A kids' film all about death and preserving the memories of the departed: let's face it, on paper Coco doesn't exactly sound like the most obvious movie pitch of all time. Add to that the fact that it immerses viewers in a culture that will be, for most cinema-goers in this country at least, very alien, and you surely have the recipe for box-office disaster (however laudable the aims).
But, with Pixar at the helm, we needn't have worried. The two worlds they create (those of the living and of the dead) are spectacular feats of animation in terms of colour and texture, while the exposition of the Mexican tradition of Dia de Mertos, central to the plot, is achieved effectively without giving the impression of heavy-handedness.
Perhaps unusually for this sort of film, the writers don't seem to have been convinced that the heavier moments should be immediately counterbalanced by comedy, and - aside from skeletons continually falling apart and reassembling themselves, and Dante the dog's tongue - slapstick incidents are in relatively short supply. This, I'd say, is without doubt to their credit.

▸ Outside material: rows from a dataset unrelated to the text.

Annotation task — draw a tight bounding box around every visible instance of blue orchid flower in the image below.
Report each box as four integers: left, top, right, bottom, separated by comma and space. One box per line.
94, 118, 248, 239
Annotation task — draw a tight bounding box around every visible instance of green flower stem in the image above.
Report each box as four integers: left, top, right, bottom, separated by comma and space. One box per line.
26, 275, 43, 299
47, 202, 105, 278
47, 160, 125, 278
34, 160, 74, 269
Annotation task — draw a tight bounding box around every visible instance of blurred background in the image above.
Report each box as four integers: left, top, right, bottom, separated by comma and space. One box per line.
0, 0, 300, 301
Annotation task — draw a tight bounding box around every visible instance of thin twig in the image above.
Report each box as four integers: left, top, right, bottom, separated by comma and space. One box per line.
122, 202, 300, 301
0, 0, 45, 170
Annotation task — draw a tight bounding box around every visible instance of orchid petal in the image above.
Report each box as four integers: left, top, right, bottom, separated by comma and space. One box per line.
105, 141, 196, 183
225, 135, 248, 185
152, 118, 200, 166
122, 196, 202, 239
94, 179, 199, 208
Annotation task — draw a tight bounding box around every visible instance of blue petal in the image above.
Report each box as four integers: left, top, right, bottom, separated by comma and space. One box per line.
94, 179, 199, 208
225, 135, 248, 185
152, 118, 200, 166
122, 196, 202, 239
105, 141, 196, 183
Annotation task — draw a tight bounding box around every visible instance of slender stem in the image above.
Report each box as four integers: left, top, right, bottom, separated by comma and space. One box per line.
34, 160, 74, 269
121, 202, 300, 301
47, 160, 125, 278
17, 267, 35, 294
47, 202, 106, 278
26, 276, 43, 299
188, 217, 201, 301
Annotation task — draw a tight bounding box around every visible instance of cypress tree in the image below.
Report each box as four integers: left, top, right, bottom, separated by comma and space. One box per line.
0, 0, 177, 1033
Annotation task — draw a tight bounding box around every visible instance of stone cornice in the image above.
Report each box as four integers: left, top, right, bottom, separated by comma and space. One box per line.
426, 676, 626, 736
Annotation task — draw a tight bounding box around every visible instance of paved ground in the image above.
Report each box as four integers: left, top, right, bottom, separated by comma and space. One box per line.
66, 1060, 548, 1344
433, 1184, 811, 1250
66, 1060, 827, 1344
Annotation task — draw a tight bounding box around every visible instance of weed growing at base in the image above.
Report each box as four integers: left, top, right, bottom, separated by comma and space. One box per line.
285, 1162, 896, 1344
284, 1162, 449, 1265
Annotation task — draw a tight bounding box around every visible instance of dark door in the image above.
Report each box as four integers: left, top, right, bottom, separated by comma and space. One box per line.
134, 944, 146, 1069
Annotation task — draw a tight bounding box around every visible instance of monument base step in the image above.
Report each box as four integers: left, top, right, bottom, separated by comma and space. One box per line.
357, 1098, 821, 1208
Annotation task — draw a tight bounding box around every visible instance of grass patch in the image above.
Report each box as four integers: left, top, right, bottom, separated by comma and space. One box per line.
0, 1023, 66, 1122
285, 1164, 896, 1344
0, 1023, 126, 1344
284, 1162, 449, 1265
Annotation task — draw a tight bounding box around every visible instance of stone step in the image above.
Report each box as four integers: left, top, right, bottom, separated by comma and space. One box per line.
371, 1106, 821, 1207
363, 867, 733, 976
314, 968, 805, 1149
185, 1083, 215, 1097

Coco being a Disney film, the fact that the overall themes are following your dreams and the importance of family ties (and the tension between the two) doesn't really come as much of a surprise. Nevertheless, the movie offers a novel treatment of the subject matter and manages to stay the right side of cliched schmaltz. If you find yourself with an unanticipated lump in your throat at the end (as well as an immediate and irresistible urge to eat tacos), don't say I didn't warn you.